Des contentieux dans les milieux immigrés en Autriche
Comme le rappelle le correspondant à Paris du quotidien autrichien Kurier, Danny Leder, le poids du fondamentalisme n’est pas anodin dans les milieux musulmans viennois, de nombreux départs pour le djihad ont été signalés, et tant la municipalité de Vienne que le gouvernement autrichien, doivent faire face à une radicalisation d’une partie minoritaire mais importante dans la jeunesse musulmane, plutôt virulente contre les minorités sexuelles et vis-à-vis des juifs, des comportements que la société autrichienne n’est pas prête à accepter.

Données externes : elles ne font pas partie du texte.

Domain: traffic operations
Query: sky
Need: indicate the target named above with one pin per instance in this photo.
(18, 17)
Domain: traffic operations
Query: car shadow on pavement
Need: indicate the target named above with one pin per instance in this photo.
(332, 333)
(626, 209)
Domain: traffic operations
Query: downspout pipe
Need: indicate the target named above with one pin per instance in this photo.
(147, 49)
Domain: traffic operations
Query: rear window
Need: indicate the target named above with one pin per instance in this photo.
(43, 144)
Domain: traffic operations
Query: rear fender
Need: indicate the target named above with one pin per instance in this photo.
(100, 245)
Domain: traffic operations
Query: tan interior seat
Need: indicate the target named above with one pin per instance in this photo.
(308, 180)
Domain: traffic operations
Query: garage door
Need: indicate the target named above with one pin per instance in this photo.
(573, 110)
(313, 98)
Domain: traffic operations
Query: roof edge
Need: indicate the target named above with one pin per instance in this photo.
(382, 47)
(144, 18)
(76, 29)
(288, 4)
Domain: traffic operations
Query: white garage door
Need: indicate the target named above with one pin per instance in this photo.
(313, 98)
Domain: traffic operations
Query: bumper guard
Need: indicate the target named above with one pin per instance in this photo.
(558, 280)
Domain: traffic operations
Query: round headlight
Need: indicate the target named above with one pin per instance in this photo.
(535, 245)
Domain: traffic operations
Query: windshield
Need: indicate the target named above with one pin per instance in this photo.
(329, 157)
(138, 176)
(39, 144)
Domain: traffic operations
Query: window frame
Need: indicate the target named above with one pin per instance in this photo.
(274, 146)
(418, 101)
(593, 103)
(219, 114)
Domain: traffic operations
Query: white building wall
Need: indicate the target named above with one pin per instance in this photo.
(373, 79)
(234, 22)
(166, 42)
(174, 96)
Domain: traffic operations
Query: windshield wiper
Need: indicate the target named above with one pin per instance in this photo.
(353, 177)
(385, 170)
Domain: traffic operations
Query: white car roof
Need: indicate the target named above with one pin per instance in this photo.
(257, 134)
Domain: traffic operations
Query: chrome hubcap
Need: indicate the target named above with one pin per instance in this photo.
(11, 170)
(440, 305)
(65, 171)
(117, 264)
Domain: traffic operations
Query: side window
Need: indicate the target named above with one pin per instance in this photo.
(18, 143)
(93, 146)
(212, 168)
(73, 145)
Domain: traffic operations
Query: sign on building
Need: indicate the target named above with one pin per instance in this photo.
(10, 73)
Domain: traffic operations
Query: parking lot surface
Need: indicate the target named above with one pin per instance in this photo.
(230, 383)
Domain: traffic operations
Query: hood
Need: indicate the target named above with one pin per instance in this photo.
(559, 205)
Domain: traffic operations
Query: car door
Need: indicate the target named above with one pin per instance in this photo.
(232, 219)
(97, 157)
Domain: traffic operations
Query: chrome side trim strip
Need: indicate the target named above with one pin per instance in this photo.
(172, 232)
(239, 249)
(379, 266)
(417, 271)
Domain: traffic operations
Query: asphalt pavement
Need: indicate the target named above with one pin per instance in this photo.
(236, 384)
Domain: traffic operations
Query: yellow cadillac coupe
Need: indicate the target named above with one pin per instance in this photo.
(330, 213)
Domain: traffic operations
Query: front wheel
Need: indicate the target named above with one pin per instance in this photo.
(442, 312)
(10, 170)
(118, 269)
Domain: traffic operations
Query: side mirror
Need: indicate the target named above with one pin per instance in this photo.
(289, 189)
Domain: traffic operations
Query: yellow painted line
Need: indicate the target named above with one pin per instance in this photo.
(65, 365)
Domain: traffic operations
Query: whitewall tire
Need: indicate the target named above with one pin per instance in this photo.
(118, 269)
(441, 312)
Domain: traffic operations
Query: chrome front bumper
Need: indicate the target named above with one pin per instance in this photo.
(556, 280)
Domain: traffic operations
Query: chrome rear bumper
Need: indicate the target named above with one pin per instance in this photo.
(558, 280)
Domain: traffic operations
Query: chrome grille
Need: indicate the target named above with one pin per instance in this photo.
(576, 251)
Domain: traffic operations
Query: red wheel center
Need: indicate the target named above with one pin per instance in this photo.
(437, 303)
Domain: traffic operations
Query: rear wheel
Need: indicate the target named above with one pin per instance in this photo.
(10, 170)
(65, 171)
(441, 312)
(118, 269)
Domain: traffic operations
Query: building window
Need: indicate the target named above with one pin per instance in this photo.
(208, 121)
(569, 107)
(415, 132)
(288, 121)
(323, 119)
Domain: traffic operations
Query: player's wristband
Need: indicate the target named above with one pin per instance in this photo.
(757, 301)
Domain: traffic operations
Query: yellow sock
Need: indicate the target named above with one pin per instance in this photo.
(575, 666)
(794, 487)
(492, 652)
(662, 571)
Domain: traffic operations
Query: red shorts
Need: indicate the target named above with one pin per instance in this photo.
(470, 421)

Enfin, un contentieux existe avec la Turquie du Président Erdogan, qui cherche à garder la main haute sur l’immigration turque en Autriche, aussi des intimidations contre les Kurdes autrichiens. Une politique sociale historique Comme l’explique Danny Leder, même s’il existe des "frictions" entre les jeunes issus de l’immigration et la police de Vienne et que naguère le pays a connu des scandales suite aux décès de migrants, l’effet est moindre dans la capitale autrichienne qu’ailleurs en Europe.
Une des principales raisons réside dans la politique sociale-démocrate de la mairie de Vienne, qui a œuvré de longue date en faveur d’une mixité sociale et d’accueil. Vienne possède une très ancienne tradition de logements sociaux et ce bien avant la seconde guerre mondiale, puisqu’il existait déjà une gestion sociale de la ville, la capitale autrichienne était appelée "Vienne la Rouge".
Pour preuve un ensemble de HLM situé dans le quartier de Heiligenstadt à Vienne, le "Karl Marx Hof", un ensemble de logements sociaux d’un kilomètre de long réalisé entre 1927 et 1930 par l'architecte autrichien Karl Ehn, comptant 1.383 appartements.
Une bonne santé économique qui favorise le social
Cette généreuse politique est aussi possible grâce à la bonne santé économique de l’Autriche. Le pays a beaucoup profité de la manne européenne. Son industrie et son commerce sont devenus très exportateurs, ceci s’étant renforcé par la chute de l’Union Soviétique, où l’Autriche a pu récupérer des marchés importants dans les anciennes possessions de l’Empire austro-hongrois, de Prague à Budapest en passant par Bratislava, Zagreb et Ljubljana.
L’Autriche a pu s’étendre au niveau bancaire dans les pays de l’ex-Yougoslavie, la Slovénie ou la Croatie avec les caisses d’épargne autrichiennes entre autre. Mais cette politique sociale généreuse sera bientôt l’enjeu des prochaines élections municipales d’octobre 2020, entre le SPÖ, parti social-démocrate allié aux Verts, Die Grünen, opposés à l’ÖVP, les conservateurs.
Le club des Radins
Si le chancelier conservateur Sebastian Kurz élu en 2017 et formant un gouvernement de coalition avec l’extrême droite le FPÖ, cette coalition a volé en éclat suite, en mai 2019, à un scandale qui a fortement entaché le patron du FPÖ et vice-chancelier, Heinz-Christian Strache. Depuis septembre 2019, Sebastian Kurz dirige avec une autre coalition, les Verts, Die Grünen. Et aujourd’hui, le chancelier autrichien est considéré comme faisant partit du "club des Radins", soient les états membres européens, Autriche, Suède, Danemark et Pays-Bas qui se sont opposés à la démarche Merkel-Macron pour un plan de relance pour les pays du sud de l’Europe les plus touchés par l’épidémie de coronavirus.
Le chancelier Kurz s’oppose à ce projet et propose plutôt un remboursement de prêts, quand le plan Merkel Macron part plutôt du principe d’un soutien dit généreux. Mais pour l’heure, rien n’est encore joué car les Verts gouvernant avec Sebastian Kurz lui sont opposés, préférant le plan Merkel-Macron.